The eclectic style and tiling of the mosque was unique in the way that it all fit together perfectly. I took a few photos and sat quietly in a corner while Mohammed said his prayers with the others. It seemed comforting that his religion made him pray for a better life and be thankful for what he had already, rather than asking for what he did not have as so many westerners do.

The market was a hive of activity. Sellers yelling their wares and trying to convince visitors that they had the best produce. It was a visual delight and an abundance of colour making you want to buy everything they had from the glorious array of sweets and dates to the plump green marrows. Spices were abundant, everything from saffron to Turmeric and xxx grown here in the holy land.

Downtown was chaotic.
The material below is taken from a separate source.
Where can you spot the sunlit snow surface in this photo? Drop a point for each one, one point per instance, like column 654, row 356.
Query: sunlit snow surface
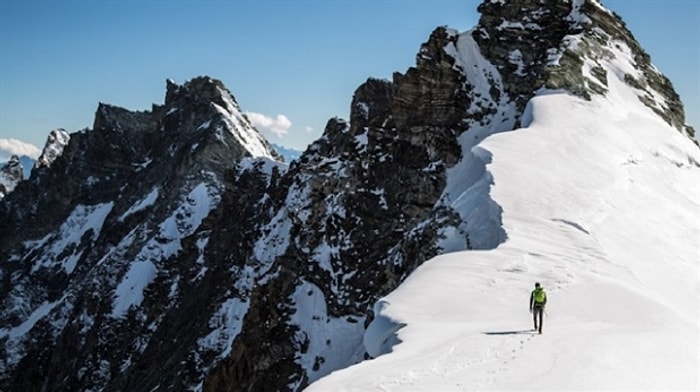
column 601, row 204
Horns blaring and cars not following any signs or rules. You took your life in your hands trying to cross the road. Clothes shops were prominent with all the latest arab styles from hijabs for the women to long male cloaks, but western wear was especially prominent in this almost democratic country. If you've been to Dubai you will know what I mean. I did not see beggars but Mohammed assured me there were plenty in the city looking for handouts. The King provided healthcare and education but it was up to the individual to survive the economic upturns and downturns.

This was not a shoe shiner but a freelancer making his way through life. I watched him for a while before I got my shoes shined and noticed that he didn't accost anyone, didn't talk to anyone, didn't market what he was doing, just shined shoes to the best of his ability and experience to whoever stopped. For two dinars it was worth it just for the photos, and he did an excellent job. On asking he confirmed he had been shining shoes for 50 years and had had no other job his whole life.

Amman was, like many cities in Europe the Middle East and Africa, colonized and conquered by Alexander the great, the Macedonians, the Byzantines and the Romans who arrived in 63 BC and stayed for four centuries. Their influence is everywhere in its architecture. none more so than the theatre arena which dominates the downtown area of the city. With its own museum off to one side this wondrous arena is now home to plays and musical festivals such as the Al-Balad.

Among the world's oldest inhabited places, the Citadel is where you get a full sense of history of this grand city. Formerly known as Philadelphia when it was conquered by the Greeks in the 3rd century BC, Amman has been around for 3000 years since the Iron and bronze ages. Statues of Hercules which date from the 2nd century AD show in the architecture, but standing in the middle gives you a sense of being a part of the past when this city was alive at the turn of the first millennium. Being amongst the giant pillars and carved stones are like being in a Cecille B.De Mille movie where you almost expect to be part of the Ten commandments.

The Archaeological museum is extremely small but well worth the effort if you have time. At times this unique building houses the famous Dead Sea scrolls, but unfortunately they were out on tour during my visit. There is no guided tour inside, just pay for a ticket then wander around and look at items carved thousands of years ago. Some of them so intricate you wonder if they are man made. Built in 1951 this classic museum houses artifacts from the Paleolithic prehistoric times to the 15th century.

The Kings palace, is a must see during your visit. Known as the Rhagadan Palace it is close to both the railway station and airport in the old sector. Constructed in traditional Islamic style, the palace can be used by local residents for daily prayers. it has daily tours. For more information go to

http://www.kinghussein.gov.jo/royal_palaces.html.

Amman is a brand new modern airport and one of the best in the Middle East. Named the Queen Alia airport after the monarch was killed in a helicopter crash in 1977, this airport was renovated and new terminals built in 2013 and 2014 replacing the old out dated structure. It has recently won awards as the best in the Middle East.